One of the open mic, spoken word jailhouse poets featured on the record is Tameika “Chocolate Chip” Smith, reading poetry she wrote right there in the joint. “It’s a bittersweet thing because I knew that any woman that was going to be a part of it, they were also doing time,” Ms. Shalhoub admitted. “Tameika in the past had mentioned that one of her dreams was to meet the president and to share her poetry with as many people as possible. So I’m hoping with this project that her voice gets out there.”

“There is so much talent behind bars, it’s maddening,” she said. “I just continue to meet so many talented women behind bars.”

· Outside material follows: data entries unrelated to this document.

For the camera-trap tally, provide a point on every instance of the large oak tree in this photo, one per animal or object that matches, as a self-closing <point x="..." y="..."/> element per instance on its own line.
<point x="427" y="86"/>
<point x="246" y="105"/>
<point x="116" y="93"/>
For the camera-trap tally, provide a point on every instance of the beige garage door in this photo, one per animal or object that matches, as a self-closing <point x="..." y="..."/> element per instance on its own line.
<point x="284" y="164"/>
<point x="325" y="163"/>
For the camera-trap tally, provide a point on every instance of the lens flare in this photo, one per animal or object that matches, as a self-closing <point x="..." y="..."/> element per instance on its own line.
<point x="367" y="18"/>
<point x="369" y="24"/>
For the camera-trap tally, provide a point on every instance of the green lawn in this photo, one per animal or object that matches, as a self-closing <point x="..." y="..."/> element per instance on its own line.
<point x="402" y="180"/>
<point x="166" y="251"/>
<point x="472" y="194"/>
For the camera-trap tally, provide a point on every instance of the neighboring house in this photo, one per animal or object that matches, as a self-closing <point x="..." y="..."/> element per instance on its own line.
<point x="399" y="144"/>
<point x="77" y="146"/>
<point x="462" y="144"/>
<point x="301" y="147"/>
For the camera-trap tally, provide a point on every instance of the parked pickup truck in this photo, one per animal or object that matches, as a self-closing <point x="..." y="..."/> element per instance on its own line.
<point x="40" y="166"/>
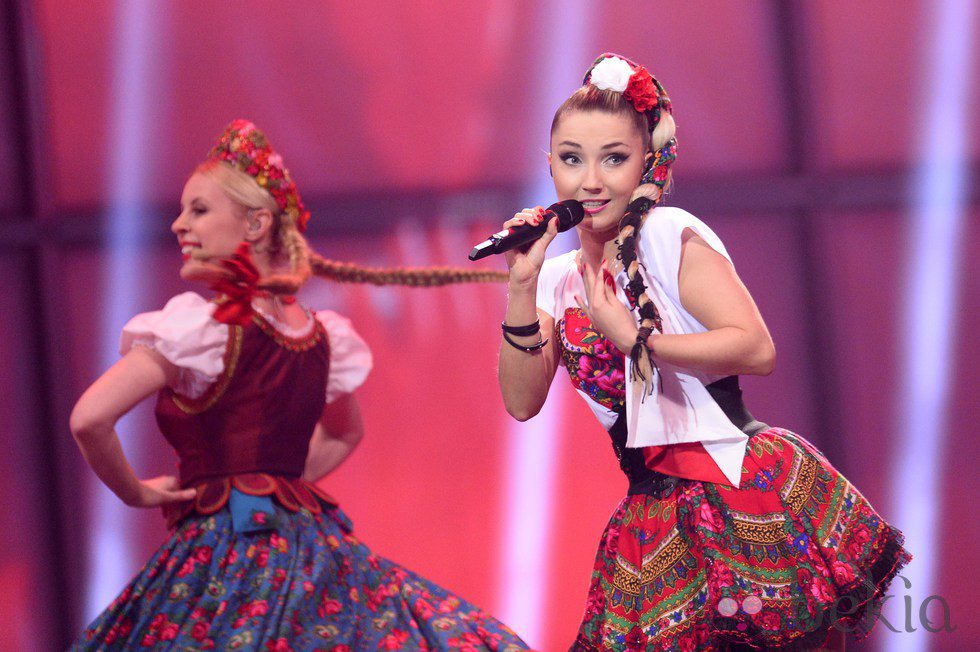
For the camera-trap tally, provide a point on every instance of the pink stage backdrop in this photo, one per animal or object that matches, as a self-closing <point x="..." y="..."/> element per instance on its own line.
<point x="413" y="130"/>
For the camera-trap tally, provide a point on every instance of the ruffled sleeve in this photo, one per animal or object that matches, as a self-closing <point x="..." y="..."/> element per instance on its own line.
<point x="350" y="357"/>
<point x="187" y="336"/>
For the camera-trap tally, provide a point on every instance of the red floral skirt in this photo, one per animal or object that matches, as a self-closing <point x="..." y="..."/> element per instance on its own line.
<point x="775" y="564"/>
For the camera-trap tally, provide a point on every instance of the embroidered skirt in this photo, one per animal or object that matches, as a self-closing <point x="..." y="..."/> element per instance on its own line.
<point x="309" y="584"/>
<point x="774" y="564"/>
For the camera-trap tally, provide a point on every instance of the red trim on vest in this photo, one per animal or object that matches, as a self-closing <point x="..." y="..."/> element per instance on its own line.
<point x="293" y="494"/>
<point x="689" y="461"/>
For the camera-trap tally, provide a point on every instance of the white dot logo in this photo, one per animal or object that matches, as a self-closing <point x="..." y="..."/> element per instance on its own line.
<point x="727" y="607"/>
<point x="752" y="604"/>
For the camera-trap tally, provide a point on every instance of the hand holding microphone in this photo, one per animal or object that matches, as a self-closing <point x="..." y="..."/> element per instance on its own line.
<point x="567" y="214"/>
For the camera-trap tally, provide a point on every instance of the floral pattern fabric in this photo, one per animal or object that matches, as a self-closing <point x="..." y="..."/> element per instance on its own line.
<point x="310" y="584"/>
<point x="594" y="363"/>
<point x="774" y="564"/>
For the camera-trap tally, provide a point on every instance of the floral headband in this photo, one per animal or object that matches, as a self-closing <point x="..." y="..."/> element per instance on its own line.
<point x="246" y="148"/>
<point x="647" y="95"/>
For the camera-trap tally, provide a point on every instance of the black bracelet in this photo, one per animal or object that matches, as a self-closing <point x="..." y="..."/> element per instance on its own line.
<point x="522" y="331"/>
<point x="526" y="349"/>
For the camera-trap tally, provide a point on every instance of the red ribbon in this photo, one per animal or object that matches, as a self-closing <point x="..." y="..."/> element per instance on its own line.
<point x="239" y="290"/>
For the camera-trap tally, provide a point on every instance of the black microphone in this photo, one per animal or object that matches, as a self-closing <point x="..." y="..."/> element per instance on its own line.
<point x="568" y="212"/>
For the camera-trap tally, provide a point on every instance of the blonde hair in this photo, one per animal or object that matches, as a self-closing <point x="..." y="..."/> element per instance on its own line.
<point x="289" y="244"/>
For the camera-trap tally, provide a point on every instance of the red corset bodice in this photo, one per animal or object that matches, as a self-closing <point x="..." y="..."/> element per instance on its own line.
<point x="259" y="415"/>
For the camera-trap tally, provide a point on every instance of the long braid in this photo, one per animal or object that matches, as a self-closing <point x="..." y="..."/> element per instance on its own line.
<point x="246" y="167"/>
<point x="297" y="251"/>
<point x="644" y="94"/>
<point x="413" y="277"/>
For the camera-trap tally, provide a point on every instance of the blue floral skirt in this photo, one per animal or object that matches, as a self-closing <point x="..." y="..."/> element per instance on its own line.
<point x="308" y="584"/>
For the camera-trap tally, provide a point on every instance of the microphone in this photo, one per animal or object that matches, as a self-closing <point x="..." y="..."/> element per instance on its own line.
<point x="568" y="212"/>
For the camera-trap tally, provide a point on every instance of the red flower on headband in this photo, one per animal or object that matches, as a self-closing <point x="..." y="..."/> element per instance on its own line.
<point x="641" y="91"/>
<point x="245" y="147"/>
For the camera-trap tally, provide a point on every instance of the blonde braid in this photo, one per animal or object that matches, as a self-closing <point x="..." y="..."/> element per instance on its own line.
<point x="646" y="196"/>
<point x="298" y="252"/>
<point x="413" y="277"/>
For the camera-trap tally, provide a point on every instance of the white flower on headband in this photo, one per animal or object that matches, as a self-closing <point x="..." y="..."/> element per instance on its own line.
<point x="612" y="73"/>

Half of the profits from Live in San Francisco County Jail will go toward supporting incarcerated women through social and reentry programs, so it’s a noteworthy album for an outstanding cause. “Mass incarceration is an epidemic,” Naima Shalhoub said. “There are serious racial and gender and classist mediations of who is in in prison. One woman told me, ‘I want people to know that I’m smart. I want people to know that I have dreams. I want people to know that I miss my kids, I want people to know that I miss the sunrise’.”

Live in San Francisco County Jail is available on Bandcamp for $10 as a digital download or $15 for a physical CD with a 6-page digipak with photos, with half of the profits going towards support programs for incarcerated women.